From now on, we shall assume that the sample mean of each column of \(X\) is 0. This can be achieved by subtracting from each column its mean value. Under this assumption, the covariance matrix of \(X\) has a very simple form: \(\mathrm{Cov}(X)=\frac1{n-1} X'X\). Also, if the columns of \(X\) have zero mean, so do the column of \(Z=XA\):

\[ \begin{split} \left(\frac1n\quad \frac1n\quad \ldots\quad \frac1n\right) Z &= \left(\frac1n\quad \frac1n\quad \ldots\quad \frac1n\right) X A\\ &= \left(0\quad 0\quad \ldots\quad 0\right) A\\ &= \left(0\quad 0\quad \ldots\quad 0\right). \end{split} \]

Then the covariance matrix of \(Z\) is \[\mathrm{Cov}(Z)=\frac1{n-1} Z'Z=\frac1{n-1} A'X'XA=A'\mathrm{Cov}(X)A.\]

The total variance of \(X\) is the sum of the diagonal elements in the covariance matrix \(\mathrm{Cov}(X)\), i.e. its *trace*, \(\mathrm{Tr}(\mathrm{Cov}(X))\).

In general, a transformation \(\mathrm{Cov}(X)\mapsto A'\mathrm{Cov}(X)A\) does not preserve the trace of the matrix \(\mathrm{Cov}(X)\). For instance, multiplying all variables by a constant number \(c\) is a linear transformation with matrix \(c\cdot I\). This transformation will inflate the total variance by a factor of \(c^2\).

To ensure that the total variance does not change, we require that \(\mathrm{Cov}(X)\mapsto A'\mathrm{Cov}(X)A\) is a similarity transformation, which always preserves the trace of the matrix it transforms. This is equivalent to saying that \(A^{-1}=A'\), or that \(A\) is orthogonal.

Preserving the total variance is not the only (or even an important) reason to require that the change of variables is an orthogonal transformation.
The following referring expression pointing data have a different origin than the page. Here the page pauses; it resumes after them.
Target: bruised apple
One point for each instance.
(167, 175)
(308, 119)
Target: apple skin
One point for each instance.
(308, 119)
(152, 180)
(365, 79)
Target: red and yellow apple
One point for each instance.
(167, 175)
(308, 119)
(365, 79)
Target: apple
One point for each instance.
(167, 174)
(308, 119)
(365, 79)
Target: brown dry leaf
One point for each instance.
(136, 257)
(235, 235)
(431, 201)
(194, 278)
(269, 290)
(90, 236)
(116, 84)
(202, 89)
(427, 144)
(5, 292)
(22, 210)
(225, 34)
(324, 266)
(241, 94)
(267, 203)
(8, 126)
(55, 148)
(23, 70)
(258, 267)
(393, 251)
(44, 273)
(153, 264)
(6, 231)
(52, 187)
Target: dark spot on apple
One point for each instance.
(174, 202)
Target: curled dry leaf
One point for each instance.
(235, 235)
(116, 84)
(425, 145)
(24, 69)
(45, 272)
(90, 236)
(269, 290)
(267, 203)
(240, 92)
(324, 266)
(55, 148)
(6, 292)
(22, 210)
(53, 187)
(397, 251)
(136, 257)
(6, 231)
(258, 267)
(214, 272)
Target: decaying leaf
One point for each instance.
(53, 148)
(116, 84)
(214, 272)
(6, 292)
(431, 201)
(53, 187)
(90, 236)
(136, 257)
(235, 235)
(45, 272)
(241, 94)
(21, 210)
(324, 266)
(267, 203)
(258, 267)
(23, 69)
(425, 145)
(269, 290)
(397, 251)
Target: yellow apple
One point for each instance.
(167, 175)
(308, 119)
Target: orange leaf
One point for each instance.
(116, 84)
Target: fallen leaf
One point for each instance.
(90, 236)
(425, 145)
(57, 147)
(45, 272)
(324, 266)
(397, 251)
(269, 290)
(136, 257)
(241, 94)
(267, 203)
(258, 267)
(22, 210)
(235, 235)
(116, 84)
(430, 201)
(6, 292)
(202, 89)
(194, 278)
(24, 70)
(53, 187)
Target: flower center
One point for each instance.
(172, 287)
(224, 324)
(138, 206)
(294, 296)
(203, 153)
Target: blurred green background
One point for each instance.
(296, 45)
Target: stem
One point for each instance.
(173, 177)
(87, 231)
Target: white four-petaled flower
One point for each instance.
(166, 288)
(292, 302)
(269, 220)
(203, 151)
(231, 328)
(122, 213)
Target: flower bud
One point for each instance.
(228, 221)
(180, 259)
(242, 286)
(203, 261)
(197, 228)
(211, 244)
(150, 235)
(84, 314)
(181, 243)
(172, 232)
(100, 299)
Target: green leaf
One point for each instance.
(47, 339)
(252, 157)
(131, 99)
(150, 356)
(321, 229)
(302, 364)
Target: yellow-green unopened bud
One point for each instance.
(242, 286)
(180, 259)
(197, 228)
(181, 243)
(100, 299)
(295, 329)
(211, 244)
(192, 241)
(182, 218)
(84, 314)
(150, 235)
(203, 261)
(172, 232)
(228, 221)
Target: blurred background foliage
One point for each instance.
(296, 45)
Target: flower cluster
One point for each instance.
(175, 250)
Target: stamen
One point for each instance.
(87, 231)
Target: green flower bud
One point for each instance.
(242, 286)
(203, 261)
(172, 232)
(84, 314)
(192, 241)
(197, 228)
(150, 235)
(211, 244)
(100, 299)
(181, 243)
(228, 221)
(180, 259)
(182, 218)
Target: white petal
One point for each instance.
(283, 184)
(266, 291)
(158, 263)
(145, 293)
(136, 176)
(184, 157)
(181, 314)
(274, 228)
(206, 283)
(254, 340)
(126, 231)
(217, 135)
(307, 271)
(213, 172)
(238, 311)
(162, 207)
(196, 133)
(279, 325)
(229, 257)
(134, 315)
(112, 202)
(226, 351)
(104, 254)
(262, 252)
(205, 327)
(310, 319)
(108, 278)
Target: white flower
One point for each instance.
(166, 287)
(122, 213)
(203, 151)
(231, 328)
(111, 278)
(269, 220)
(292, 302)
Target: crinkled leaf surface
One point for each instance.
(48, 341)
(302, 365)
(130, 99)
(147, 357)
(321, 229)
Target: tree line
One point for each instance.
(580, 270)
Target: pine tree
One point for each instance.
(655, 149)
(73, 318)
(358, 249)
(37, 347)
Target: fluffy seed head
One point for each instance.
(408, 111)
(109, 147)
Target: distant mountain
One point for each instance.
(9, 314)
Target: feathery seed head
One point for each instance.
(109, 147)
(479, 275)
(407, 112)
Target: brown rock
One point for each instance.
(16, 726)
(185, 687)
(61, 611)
As we saw earlier, the transformation \(c\cdot I\) inflates the total variance by the factor of \(c^2\), but it does so by uniformly inflating the variance of each variable. So when we compute the fraction of the total variance explained by the variables, that common factor cancels out.

The real problem is that we could rescale individual variables. Consider a \(2\times 2\) matrix

\[ A=\pmatrix{a_{11}&0\\0&a_{22}}. \]

Unless \(a_{11}\) and \(a_{22}\) are \(\pm 1\), \(A\) is not orthogonal. So, in general, \(A\) will not preserve the total variance of *every* matrix. However, for *any given* matrix \(X\), there are many possible values of \(a_{11}\) and \(a_{22}\) that will preserve \(X\)’s total variance: they form an ellipse

\[a_{11}^2\mathrm{Var}(X_{\cdot 1})+a_{22}^2\mathrm{Var}(X_{\cdot 2})=\mathrm{Var}(X_{\cdot 1})+\mathrm{Var}(X_{\cdot 2}).\]

Recall that the objective of PCA is make the first variable explain the maximum fraction of the total variance. By choosing \(a_{22}\) close to zero (and inferring \(a_{11}\) from the above equation), we can make the fraction of variance “explained” by the first principal component arbitrarily close to 1 without transforming the data in any meaningful way.

This kind of cheating is made impossible by requiring that \(A\) is orthogonal.

Now let’s talk about *why* it’s desirable to maximize the explained variance. The typical use of PCA is to keep only the first \(k<p\) principal components. Because PCA is an orthogonal transformation, this corresponds to projecting the data from its original \(p\)-dimensional space to a \(k\)-dimensional subspace. The remaining \(p-k\) components are lost in this projection; so it makes sense to minimize the variability of the data in those directions. Because the total variance is constant, minimizing the variance of the last \(p-k\) variables is the same as maximizing the variance of the first \(k\) variables. The choices we make in PCA are motivated precisely by this objective:

- PCA itself is designed to maximize the variance of the first \(k\) components, and minimize the variance of the last \(p-k\) components, compared to all other orthogonal transformations.
- We choose the first \(k\) components, and not just
*some*\(k\) components, because they have the highest variance out of all principal components. - We try to choose \(k\) big enough to make the lost information — the variance of the last \(p-k\) components — sufficiently small.